Les auteurs citent Turgot pour démontrer que cette théorie est devenue la doctrine officielle « Turgot soutenait que le progrès technologique est le principal moteur des grandes améliorations sociales. L'évolution sociale expliquait-il commence toujours par le stade des chasseurs-cueilleurs, se poursuit par celui du pastoralisme, puis de l'agriculture et se termine par la civilisation commerciale urbaine moderne » (Page 85).

« Aujourd'hui, un pourcentage infime des habitants de la planète tiennent entre leurs mains la destinée de tous les autres et ils la gèrent de manière de plus en plus catastrophique. Ce livre tente de comprendre comment nous en sommes arrivés là. (Page 104)
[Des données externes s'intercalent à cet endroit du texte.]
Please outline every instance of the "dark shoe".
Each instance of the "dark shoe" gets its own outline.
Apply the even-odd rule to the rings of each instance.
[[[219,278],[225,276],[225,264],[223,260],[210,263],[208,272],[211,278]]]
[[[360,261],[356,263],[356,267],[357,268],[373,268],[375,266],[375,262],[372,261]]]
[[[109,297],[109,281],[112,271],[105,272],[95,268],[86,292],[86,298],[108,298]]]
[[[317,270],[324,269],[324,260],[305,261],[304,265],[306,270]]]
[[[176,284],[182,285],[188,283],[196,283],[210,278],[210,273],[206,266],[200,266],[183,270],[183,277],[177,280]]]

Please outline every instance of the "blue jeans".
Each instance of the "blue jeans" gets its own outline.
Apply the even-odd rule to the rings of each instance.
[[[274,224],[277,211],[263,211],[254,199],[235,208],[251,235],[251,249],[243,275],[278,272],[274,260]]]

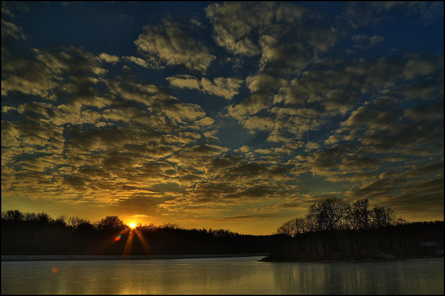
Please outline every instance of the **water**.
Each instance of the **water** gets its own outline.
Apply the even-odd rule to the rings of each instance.
[[[444,294],[443,258],[328,263],[261,259],[2,261],[1,294]]]

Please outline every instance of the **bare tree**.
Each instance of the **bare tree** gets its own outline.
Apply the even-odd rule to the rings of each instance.
[[[342,198],[329,197],[312,204],[307,217],[315,222],[317,230],[338,230],[345,224],[349,207]]]
[[[287,246],[289,248],[289,254],[292,254],[292,242],[293,238],[297,234],[297,225],[295,223],[296,219],[291,219],[283,223],[276,229],[276,233],[278,234],[284,235],[286,241],[287,242]]]
[[[94,224],[99,231],[122,229],[125,228],[122,220],[115,216],[107,216]]]
[[[371,211],[368,209],[369,201],[367,198],[357,199],[353,203],[351,214],[354,228],[368,230],[371,219]]]
[[[371,211],[373,226],[376,228],[395,225],[397,221],[396,212],[391,207],[374,206]]]

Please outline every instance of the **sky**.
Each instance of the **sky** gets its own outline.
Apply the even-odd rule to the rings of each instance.
[[[271,234],[444,219],[443,2],[2,2],[1,210]]]

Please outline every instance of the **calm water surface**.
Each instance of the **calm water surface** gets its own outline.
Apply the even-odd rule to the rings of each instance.
[[[4,261],[1,294],[444,294],[443,258],[364,263],[261,259]]]

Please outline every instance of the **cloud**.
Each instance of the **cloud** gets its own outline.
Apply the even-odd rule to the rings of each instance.
[[[215,59],[209,48],[196,41],[178,23],[164,19],[145,26],[134,44],[145,62],[155,68],[183,65],[205,72]]]
[[[301,70],[314,53],[325,52],[336,41],[336,33],[324,27],[321,16],[303,6],[225,2],[205,10],[217,44],[235,54],[261,55],[262,69]]]
[[[201,91],[230,100],[238,93],[238,90],[242,80],[235,78],[218,77],[213,81],[203,77],[199,80],[196,77],[190,75],[178,75],[168,77],[166,79],[173,86],[181,88],[198,89]]]
[[[363,49],[367,49],[372,47],[376,43],[385,40],[385,38],[380,35],[374,35],[370,37],[360,34],[354,35],[351,39],[358,43],[354,45],[354,47]]]
[[[111,64],[113,64],[113,65],[115,64],[120,60],[119,59],[119,57],[117,56],[108,54],[108,53],[106,53],[105,52],[102,52],[99,55],[99,56],[101,59],[102,59],[107,63],[110,63]]]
Les auteurs s'opposent à une thèse “officielle” qui tendrait à démontrer que le passage à l'agriculture qui a permis la formation de stock de denrées a rendu nécessaire de trouver des moyens de protection contre les pillards, nécessité qui aurait entraîné à son tour le besoin de mettre en place un système de domination aboutissant à l'émergence de l'État pour assurer l'ordre. C'est une fable répondent les auteurs (page 169).
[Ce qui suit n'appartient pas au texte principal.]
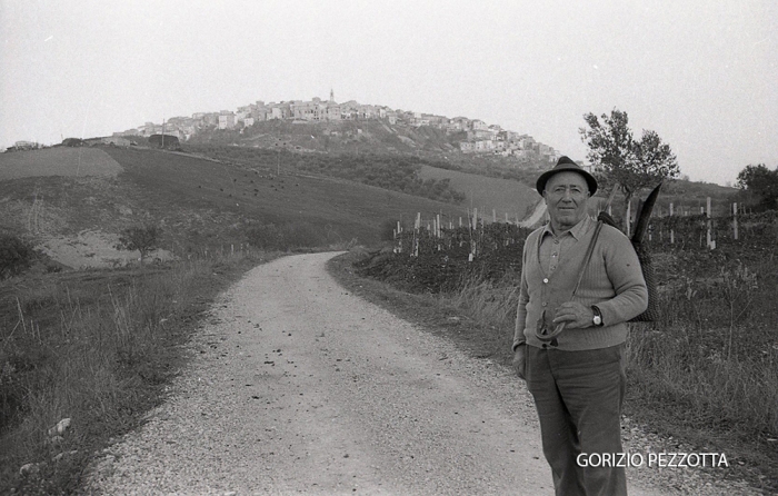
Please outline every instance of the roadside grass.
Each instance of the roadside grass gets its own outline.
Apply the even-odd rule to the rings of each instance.
[[[506,367],[512,358],[518,280],[480,278],[449,292],[410,294],[360,277],[366,255],[332,260],[331,271],[356,294],[389,307]],[[691,264],[689,257],[696,257]],[[778,267],[771,256],[708,260],[670,254],[660,280],[662,320],[631,325],[625,414],[698,453],[725,453],[732,476],[778,490]],[[712,275],[712,277],[711,277]],[[457,316],[452,320],[452,316]],[[688,449],[687,449],[688,450]]]
[[[0,494],[77,492],[90,457],[164,398],[184,364],[183,345],[216,296],[280,255],[0,284]],[[64,418],[70,428],[51,436]]]

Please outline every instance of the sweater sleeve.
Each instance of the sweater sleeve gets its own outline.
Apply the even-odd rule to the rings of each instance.
[[[602,313],[604,324],[612,326],[626,323],[646,311],[648,289],[640,269],[640,261],[629,239],[610,226],[604,226],[602,235],[608,238],[608,242],[601,245],[604,246],[602,256],[616,296],[597,304],[597,307]]]
[[[529,291],[527,286],[527,246],[532,245],[529,237],[525,242],[525,247],[521,254],[521,282],[519,285],[519,305],[516,310],[516,328],[513,330],[513,351],[519,345],[523,345],[525,338],[525,326],[527,323],[527,302],[529,301]]]

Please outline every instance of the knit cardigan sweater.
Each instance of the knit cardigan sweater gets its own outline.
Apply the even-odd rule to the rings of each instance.
[[[543,343],[535,336],[538,320],[543,317],[550,333],[555,328],[552,320],[557,307],[570,300],[597,225],[588,217],[581,222],[584,224],[573,227],[579,232],[579,239],[563,254],[563,259],[559,260],[550,277],[539,259],[540,241],[546,228],[536,229],[527,237],[513,349],[522,344],[543,347]],[[646,311],[648,290],[640,262],[632,244],[620,230],[602,226],[575,300],[586,307],[597,305],[605,325],[595,327],[592,324],[582,329],[566,329],[557,338],[556,349],[562,351],[619,345],[627,339],[626,321]]]

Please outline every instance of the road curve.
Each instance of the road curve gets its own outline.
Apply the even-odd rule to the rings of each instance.
[[[222,295],[90,490],[552,494],[518,379],[350,295],[325,270],[335,255],[275,260]]]

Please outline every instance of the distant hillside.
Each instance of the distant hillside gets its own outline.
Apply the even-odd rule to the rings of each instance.
[[[0,181],[34,176],[116,176],[121,166],[98,148],[56,147],[0,153]]]
[[[419,176],[423,179],[449,179],[451,188],[465,194],[463,206],[478,208],[487,217],[491,217],[492,210],[496,210],[498,220],[505,220],[506,214],[511,221],[516,220],[517,216],[523,219],[532,206],[540,200],[535,189],[516,179],[487,177],[430,166],[423,166]]]
[[[178,255],[230,249],[248,242],[251,229],[270,224],[305,231],[323,246],[353,238],[373,244],[387,235],[387,226],[390,235],[392,224],[409,222],[417,212],[425,219],[466,215],[451,204],[352,181],[276,176],[270,161],[249,167],[150,149],[83,149],[84,156],[119,167],[110,177],[99,168],[62,167],[79,149],[42,151],[36,157],[47,160],[37,161],[36,170],[61,175],[0,180],[0,230],[40,244],[66,237],[79,245],[86,231],[114,236],[144,221],[161,224],[162,247]]]
[[[458,167],[467,167],[468,163],[490,163],[507,169],[548,166],[548,159],[539,156],[519,159],[496,155],[466,155],[459,149],[459,142],[465,140],[465,131],[447,133],[443,129],[430,126],[399,126],[382,120],[316,123],[269,120],[240,130],[203,129],[192,135],[184,146],[230,145],[303,152],[411,155],[445,160]]]

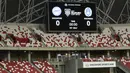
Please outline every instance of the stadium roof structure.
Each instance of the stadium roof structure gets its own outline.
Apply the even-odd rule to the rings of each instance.
[[[0,0],[0,22],[44,23],[48,0]],[[50,0],[95,2],[98,24],[130,23],[130,0]]]

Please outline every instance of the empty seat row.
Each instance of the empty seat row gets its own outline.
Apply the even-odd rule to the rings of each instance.
[[[121,46],[110,35],[106,34],[80,34],[90,47],[119,47]]]
[[[34,61],[34,64],[44,73],[57,73],[47,61]]]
Tout au long du livre les auteurs posent ainsi d'excellentes questions, mais sans y répondre réellement. Ils nous font voyager à travers 30 000 ans d'histoire en passant d'un pays à l'autre, d'une civilisation à l'autre, de tribu en tribu en s'attardant parfois sur tel ou tel clan ou chefferie dont il ne reste que quelques vestiges archéologiques pour tenter de montrer que les sociétés anciennes, comportant des effectifs réduits, avaient trouvé des modes de fonctionnement qui n'avait rien à envier à nos états modernes et qui au contraire étaient plus respectueuses des libertés individuelles. Les questions à résoudre sont reportées de chapitre en chapitre, les auteurs n'apportent pas de réponses définitives et semblent vouloir nous tenir en haleine en nous promettant à chaque fin de chapitre que le lecteur va enfin découvrir des réponses au chapitre suivant. La thèse défendue depuis le début du livre est que des implantations humaines ordonnées pouvaient connaître des extensions spectaculaires sans entraîner une concentration de richesses ou de pouvoir entre les mains d'une élite dirigeante. Une sorte d'éloge de l'anarchisme ? Pourquoi pas, mais peu convaincante néanmoins.
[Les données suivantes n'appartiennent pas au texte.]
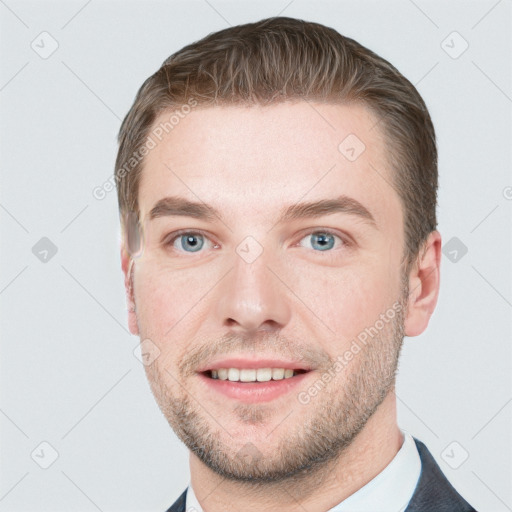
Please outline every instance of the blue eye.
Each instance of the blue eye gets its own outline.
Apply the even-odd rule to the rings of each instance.
[[[341,240],[339,236],[330,233],[329,231],[315,231],[306,235],[302,240],[310,238],[311,247],[316,251],[329,251],[336,243],[336,239]],[[301,242],[302,242],[301,240]],[[304,247],[304,245],[301,243]]]
[[[204,236],[199,233],[185,233],[178,235],[171,241],[175,249],[185,252],[197,252],[203,248]],[[176,244],[178,244],[178,247],[176,247]]]

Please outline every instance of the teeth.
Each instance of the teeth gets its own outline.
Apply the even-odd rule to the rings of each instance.
[[[211,371],[212,379],[232,382],[268,382],[289,379],[295,374],[289,368],[218,368]]]
[[[273,368],[272,369],[272,378],[274,380],[284,379],[284,368]]]

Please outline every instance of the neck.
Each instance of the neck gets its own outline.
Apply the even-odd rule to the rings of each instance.
[[[224,479],[190,454],[194,493],[204,512],[329,510],[377,476],[403,443],[396,421],[394,389],[342,454],[300,480],[255,487]]]

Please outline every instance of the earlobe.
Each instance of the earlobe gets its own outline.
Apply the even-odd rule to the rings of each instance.
[[[139,334],[137,314],[135,311],[135,295],[133,290],[134,260],[128,254],[124,243],[121,242],[121,268],[124,274],[124,288],[126,293],[126,305],[128,308],[128,327],[132,334]]]
[[[432,231],[409,273],[405,335],[418,336],[428,325],[439,296],[441,235]]]

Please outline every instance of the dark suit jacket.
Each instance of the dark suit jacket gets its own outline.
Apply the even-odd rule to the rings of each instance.
[[[404,512],[476,512],[448,482],[428,448],[415,437],[414,442],[420,454],[421,474]],[[186,496],[185,489],[167,512],[186,512]]]

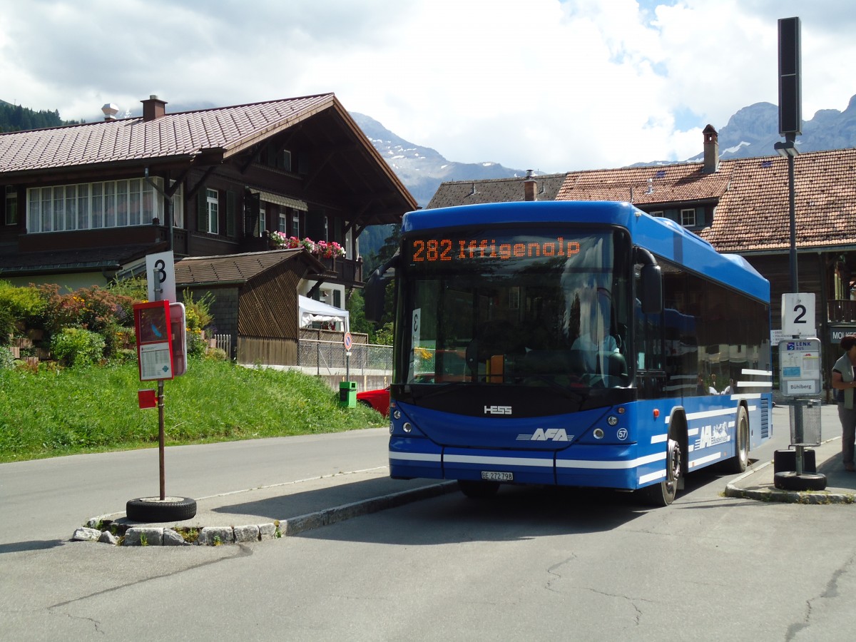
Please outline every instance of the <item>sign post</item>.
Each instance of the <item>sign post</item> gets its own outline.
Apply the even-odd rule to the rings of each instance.
[[[791,445],[796,449],[796,471],[793,477],[782,477],[781,480],[782,483],[787,481],[787,484],[796,485],[807,480],[804,472],[805,447],[820,443],[819,418],[817,421],[807,421],[805,416],[806,410],[813,412],[820,409],[819,395],[823,385],[821,342],[815,338],[815,334],[814,294],[783,294],[782,338],[779,342],[779,389],[782,395],[790,397]],[[813,417],[813,414],[811,416]],[[808,430],[810,425],[816,430]],[[809,435],[810,432],[812,434]],[[814,432],[817,432],[816,436]],[[822,476],[814,474],[813,477]],[[779,478],[776,478],[776,487],[779,487]],[[823,488],[826,488],[825,478],[817,479],[817,483],[822,483]]]
[[[163,382],[187,372],[184,306],[175,302],[175,272],[171,252],[146,257],[147,303],[134,306],[137,357],[140,381],[157,381],[154,390],[140,390],[140,408],[158,407],[158,461],[160,496],[132,499],[126,505],[128,519],[134,521],[180,521],[196,514],[196,502],[188,497],[166,496],[163,428]],[[170,301],[173,301],[170,303]]]

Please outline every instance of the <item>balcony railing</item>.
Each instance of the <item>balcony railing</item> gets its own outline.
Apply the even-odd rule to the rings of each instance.
[[[856,301],[836,299],[829,302],[827,318],[830,324],[856,323]]]

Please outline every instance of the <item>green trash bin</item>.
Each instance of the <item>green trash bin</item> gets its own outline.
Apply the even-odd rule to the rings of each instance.
[[[357,407],[357,382],[339,382],[339,406],[343,408]]]

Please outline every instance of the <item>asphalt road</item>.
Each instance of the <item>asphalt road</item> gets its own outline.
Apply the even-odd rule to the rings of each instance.
[[[787,444],[787,409],[774,422],[753,457]],[[383,430],[265,441],[170,451],[168,490],[215,494],[385,461]],[[93,508],[151,492],[139,486],[150,474],[157,484],[152,453],[0,466],[4,639],[853,638],[852,506],[729,499],[733,478],[703,471],[659,509],[627,495],[503,488],[248,545],[62,541]],[[53,481],[26,490],[39,477]],[[12,521],[29,512],[38,526],[8,524],[10,508]]]

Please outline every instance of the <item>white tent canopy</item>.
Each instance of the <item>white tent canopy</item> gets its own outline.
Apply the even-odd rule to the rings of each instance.
[[[334,321],[336,324],[336,330],[350,332],[349,315],[347,310],[340,310],[306,296],[298,295],[297,298],[300,307],[301,328],[306,328],[312,321]]]

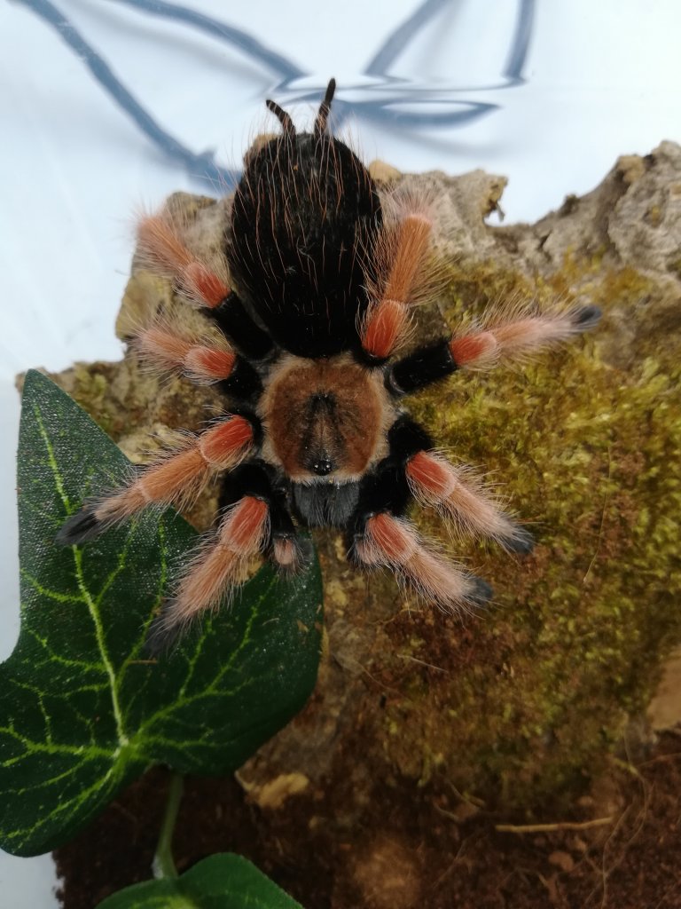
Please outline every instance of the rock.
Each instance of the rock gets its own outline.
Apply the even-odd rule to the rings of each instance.
[[[328,647],[317,691],[240,778],[260,793],[309,781],[296,799],[316,818],[312,844],[316,830],[362,825],[366,859],[349,872],[360,883],[404,848],[385,836],[400,794],[415,824],[452,788],[530,814],[547,800],[574,804],[638,728],[681,640],[681,149],[620,159],[536,225],[486,224],[502,177],[385,175],[425,184],[436,200],[445,281],[419,310],[426,335],[501,300],[595,305],[604,318],[524,369],[455,375],[409,402],[455,459],[489,472],[538,538],[533,554],[509,556],[448,542],[420,513],[424,532],[493,584],[486,613],[419,604],[391,578],[352,571],[334,534],[318,535]],[[169,205],[188,244],[217,261],[229,200],[180,194]],[[136,262],[121,335],[178,306],[172,291]],[[58,380],[133,455],[160,425],[197,429],[219,405],[210,390],[143,376],[130,352]],[[205,527],[213,507],[214,497],[190,516]],[[398,889],[416,880],[400,874]]]

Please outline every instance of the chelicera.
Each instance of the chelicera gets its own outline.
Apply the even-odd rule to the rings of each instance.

Ce livre témoigne d'une érudition brillante sur les centaines d'organisations sociales qui se sont développées de façon non linéaire à travers le monde sur plus de 30 000 ans, à ce titre il présente l'intérêt de nous montrer la diversité et la créativité des populations, des clans, des tribus qui ont du trouver des solutions pour résoudre les problèmes liés à la sécurité, l'alimentation, l'organisation pour la survie de leurs membres. D'une certaine manière il répond bien au thème annoncé dans le titre, ce livre raconte “une nouvelle histoire de l'humanité”. Toutefois il serait plus précis de dire qu'il raconte l'histoire de l'humanité d'une autre façon, sous un angle différent en mettant l'accent sur des modes d'organisation alternatifs à celui que connaissent nos états modernes. Il nous suggère ainsi que nous pouvons certainement envisager pour l'avenir d'autres modes de fonctionnement que celui d'un état centralisé dominé par le sexe masculin et qui tend à restreindre les libertés qui semblaient si appréciées par les anciens chasseurs-cueilleurs.

Pour terminer une petite citation qui fait écho à l'actualité guerrière de notre époque :

“Les humains ont une regrettable tendance à prêter une qualité quasi divine aux individus qui réussissent à exercer une violence gratuite, ou en tout cas assimilant cette dernière à une forme de pouvoir transcendantal…” (Page 501)

ou encore

Proverbe mongol : “On peut conquérir un royaume à cheval, mais il faut en descendre pour le gouverner.” (Page 566).
Une pensée que devrait méditer un certain président Poutine.

Un livre intéressant, mais ce n'est pas une révélation, un peu trop bavard, trop de faits exposés par rapport aux idées, lesquelles ne sont pas assez nombreuses ni assez développées.

- “Au commencement était… Une nouvelle histoire de l'humanité”, David Graeber et David Wengrow, LLL (Les liens qui libèrent) 2021, 745 pages.